When I attended Clark Community College there was a requirement for
music majors also to take art appreciation.  For a person with only
light perception in one eye and hand movement at 4 feet in the other,
the class was too challenging, so I was transferred to Mr. Stensrude’s
elementary drawing class.  Our medium was charcoal.  Technique:  I
placed one hand on an object such as a cup, an old iron with a
cloth-covered cord, or some interesting piece of hardware.  I would
then draw what it felt like with my charcoal in the other hand.  This
worked out fairly well.

One day Mr. Stensrude asked me to draw railroad tracks.  Since I have
often taken trains and have walked along railroad tracks this was an
easy thing to do.  I took a ruler and drew parallel lines and marked
between them to represent the ties and bumps.  I even drew stick
figure trees along the side of the tracks.

When Mr. Stensrude came by to check he seemed puzzled.  “This looks
like an aerial view of railroad tracks with the trees lying down,” he
mused. “The railroad tracks have to gradually get closer together as
they go away from you.”  I knew art people were a bit strange, so I
explained to him that the tracks could not get gradually closer
together because the damn train would fall off, which would be a big
drag for everybody.  Try as he might, he could not get through to me
the concept of what we call perspective. Objects that are far away
look smaller than objects up close.  Parallel lines (edges of a road
or railroad tracks, for example) appear to get closer together as they
extend out away from you until they disappear at the horizon.  “It’s a
visual concept and it’s kind of complicated,” he reassured me.

Perspective / Comparative Distance:

Another decade would pass before the concept would become clear. A
blind mathematics and physics professor at the University of Toronto
teaches a class in perspective.  We chanced to meet at a convention we
were both attending so naturally I asked him about this railroad track
thing.

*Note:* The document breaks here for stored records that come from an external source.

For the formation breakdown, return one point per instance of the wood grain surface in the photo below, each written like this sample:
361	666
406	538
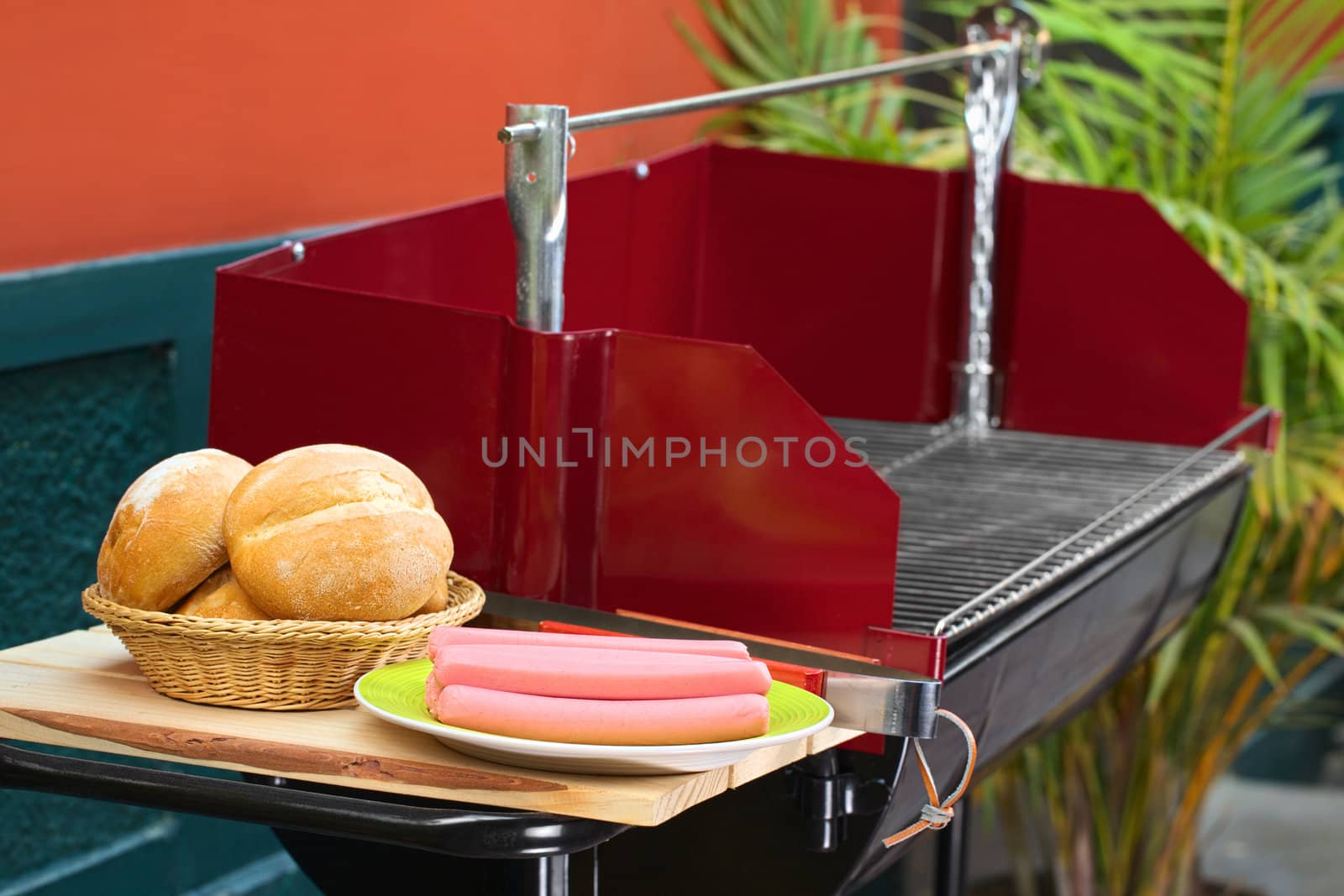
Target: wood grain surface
82	689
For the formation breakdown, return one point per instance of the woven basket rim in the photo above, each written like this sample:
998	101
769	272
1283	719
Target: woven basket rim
464	595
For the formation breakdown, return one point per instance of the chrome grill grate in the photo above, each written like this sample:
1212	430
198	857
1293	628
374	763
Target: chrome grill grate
983	517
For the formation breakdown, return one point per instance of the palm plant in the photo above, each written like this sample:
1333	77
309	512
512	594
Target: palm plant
1200	107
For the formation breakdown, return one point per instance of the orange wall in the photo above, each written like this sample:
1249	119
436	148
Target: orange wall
165	123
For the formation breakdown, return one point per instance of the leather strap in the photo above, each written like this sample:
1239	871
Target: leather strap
937	813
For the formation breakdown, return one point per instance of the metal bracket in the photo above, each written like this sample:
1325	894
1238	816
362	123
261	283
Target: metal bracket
537	141
534	187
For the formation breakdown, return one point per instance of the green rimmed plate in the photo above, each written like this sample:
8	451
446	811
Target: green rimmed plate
396	694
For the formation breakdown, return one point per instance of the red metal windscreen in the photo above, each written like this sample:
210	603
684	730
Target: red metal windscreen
730	295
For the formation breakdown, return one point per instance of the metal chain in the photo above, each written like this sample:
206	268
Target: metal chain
991	107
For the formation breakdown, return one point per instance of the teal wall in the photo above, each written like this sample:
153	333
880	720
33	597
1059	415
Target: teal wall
104	371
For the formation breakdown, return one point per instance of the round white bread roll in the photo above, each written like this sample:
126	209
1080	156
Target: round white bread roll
167	532
336	532
219	597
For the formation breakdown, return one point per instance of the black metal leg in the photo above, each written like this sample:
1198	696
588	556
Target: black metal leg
953	848
550	876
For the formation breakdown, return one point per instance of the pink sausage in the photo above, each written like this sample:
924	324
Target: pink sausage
432	691
454	636
598	674
605	721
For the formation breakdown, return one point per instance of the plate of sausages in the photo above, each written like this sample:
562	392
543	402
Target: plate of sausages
591	705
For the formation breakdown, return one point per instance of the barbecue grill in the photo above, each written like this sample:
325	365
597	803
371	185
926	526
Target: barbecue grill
1043	380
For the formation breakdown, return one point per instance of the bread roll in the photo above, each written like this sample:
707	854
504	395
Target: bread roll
438	600
167	532
336	532
219	597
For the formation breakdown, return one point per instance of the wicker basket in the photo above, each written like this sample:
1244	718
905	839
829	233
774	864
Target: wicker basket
272	664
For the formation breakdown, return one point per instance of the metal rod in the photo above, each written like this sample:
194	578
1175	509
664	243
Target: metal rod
1252	419
528	130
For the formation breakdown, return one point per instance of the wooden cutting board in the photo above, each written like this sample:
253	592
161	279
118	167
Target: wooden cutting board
82	689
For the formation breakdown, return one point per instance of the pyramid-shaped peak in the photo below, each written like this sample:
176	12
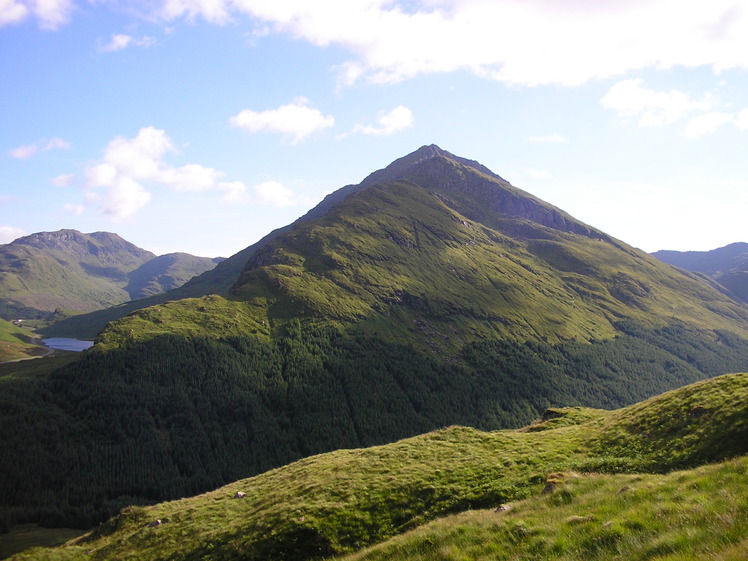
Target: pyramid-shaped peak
402	166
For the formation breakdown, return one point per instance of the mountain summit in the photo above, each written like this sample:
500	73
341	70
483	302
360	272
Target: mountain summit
431	294
442	251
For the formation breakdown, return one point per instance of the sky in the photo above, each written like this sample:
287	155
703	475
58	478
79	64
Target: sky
201	125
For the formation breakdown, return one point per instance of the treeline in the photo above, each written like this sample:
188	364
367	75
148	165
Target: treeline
173	417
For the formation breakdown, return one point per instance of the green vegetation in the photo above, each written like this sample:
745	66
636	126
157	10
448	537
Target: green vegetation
340	502
173	415
432	294
69	270
684	516
25	536
16	342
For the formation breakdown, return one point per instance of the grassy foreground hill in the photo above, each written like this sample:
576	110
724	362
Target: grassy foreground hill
554	475
432	294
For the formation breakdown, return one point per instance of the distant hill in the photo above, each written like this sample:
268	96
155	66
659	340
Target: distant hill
433	293
72	271
548	493
727	265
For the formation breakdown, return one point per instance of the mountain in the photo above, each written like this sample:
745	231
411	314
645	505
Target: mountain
727	265
576	484
468	242
165	273
431	294
71	271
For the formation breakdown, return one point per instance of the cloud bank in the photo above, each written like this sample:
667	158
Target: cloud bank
115	183
295	121
534	42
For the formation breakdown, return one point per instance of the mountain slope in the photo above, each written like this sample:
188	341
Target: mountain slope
727	265
448	254
69	270
340	502
166	272
441	296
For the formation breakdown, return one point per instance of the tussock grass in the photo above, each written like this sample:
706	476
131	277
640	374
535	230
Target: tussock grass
343	501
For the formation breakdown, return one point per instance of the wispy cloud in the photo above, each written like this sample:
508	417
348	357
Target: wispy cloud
295	121
120	41
115	183
62	180
630	98
274	194
50	14
707	124
43	145
520	43
390	122
548	139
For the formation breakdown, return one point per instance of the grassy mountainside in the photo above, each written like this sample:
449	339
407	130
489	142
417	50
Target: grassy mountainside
727	265
344	501
165	273
173	415
69	270
449	254
433	293
15	342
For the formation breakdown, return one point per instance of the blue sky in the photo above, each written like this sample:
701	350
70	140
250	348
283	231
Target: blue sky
201	125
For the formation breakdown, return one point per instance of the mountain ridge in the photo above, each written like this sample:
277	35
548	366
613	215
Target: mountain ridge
338	503
442	297
72	271
727	266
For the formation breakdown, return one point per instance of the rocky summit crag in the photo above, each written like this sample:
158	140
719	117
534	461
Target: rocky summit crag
433	293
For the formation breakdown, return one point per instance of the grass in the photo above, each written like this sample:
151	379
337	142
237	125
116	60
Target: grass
341	502
24	536
16	342
686	515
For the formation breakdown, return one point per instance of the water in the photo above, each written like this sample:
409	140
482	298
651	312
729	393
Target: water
67	344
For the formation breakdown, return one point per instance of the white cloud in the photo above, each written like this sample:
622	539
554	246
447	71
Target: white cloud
741	121
50	14
119	41
10	233
129	163
44	145
548	139
236	192
707	124
654	109
63	180
12	12
537	174
76	210
274	194
23	152
295	121
400	118
532	42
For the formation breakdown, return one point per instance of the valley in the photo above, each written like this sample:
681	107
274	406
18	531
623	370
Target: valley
427	343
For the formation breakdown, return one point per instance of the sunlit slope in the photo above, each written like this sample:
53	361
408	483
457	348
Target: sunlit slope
15	342
69	270
432	260
342	501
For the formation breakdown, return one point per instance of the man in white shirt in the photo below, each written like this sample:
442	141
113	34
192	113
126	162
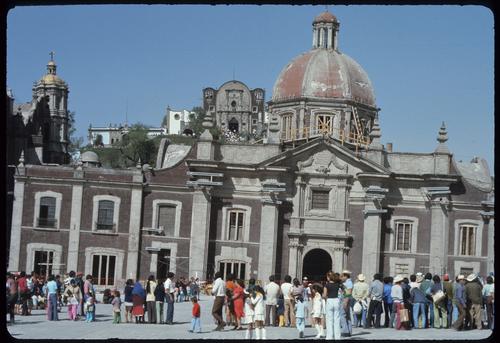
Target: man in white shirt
272	290
219	291
169	297
289	310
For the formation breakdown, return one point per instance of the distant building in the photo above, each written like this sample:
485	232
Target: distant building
113	133
176	121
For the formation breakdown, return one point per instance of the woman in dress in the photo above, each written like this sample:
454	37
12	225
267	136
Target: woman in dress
138	296
238	302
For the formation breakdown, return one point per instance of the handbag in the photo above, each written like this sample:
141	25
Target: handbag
404	316
438	297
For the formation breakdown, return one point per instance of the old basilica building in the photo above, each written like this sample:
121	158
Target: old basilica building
319	192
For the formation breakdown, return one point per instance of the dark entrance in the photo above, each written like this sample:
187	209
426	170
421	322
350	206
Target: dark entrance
233	125
316	264
163	264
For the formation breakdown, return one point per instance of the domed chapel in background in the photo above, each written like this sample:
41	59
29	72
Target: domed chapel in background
317	191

He explained perspective not in visual terms, but as a
geometric formula.  Simply, it is the matter of comparative distance
or relative distance.  Here is how it works:

Imagine you are standing between two trees, one on the right, one on
the left.  You and the trees are 3 points that will become a triangle.
 If you reach out and touch the trees your arms will be out straight.
As you back away from the trees, arms still extended but pointing
toward the trees, your hands will go closer together.  As you back
away from the trees the comparative distance between you and them
becomes greater, but the distance between those two trees remains the
same. As you back away your triangle goes from fat and flat to long
and narrow making the trees appear to be closer together compared to
your distance from them.    .   .

Math/Music/Art:

J. S. Bach was not only the world’s greatest composer, he gave us the
equal tempered scale.  Architects, engineers, and scientists are not
the only people who should have math in their curriculum.  Who would
have thought that a blind math professor would have been the one to
shed light on those railroad tracks.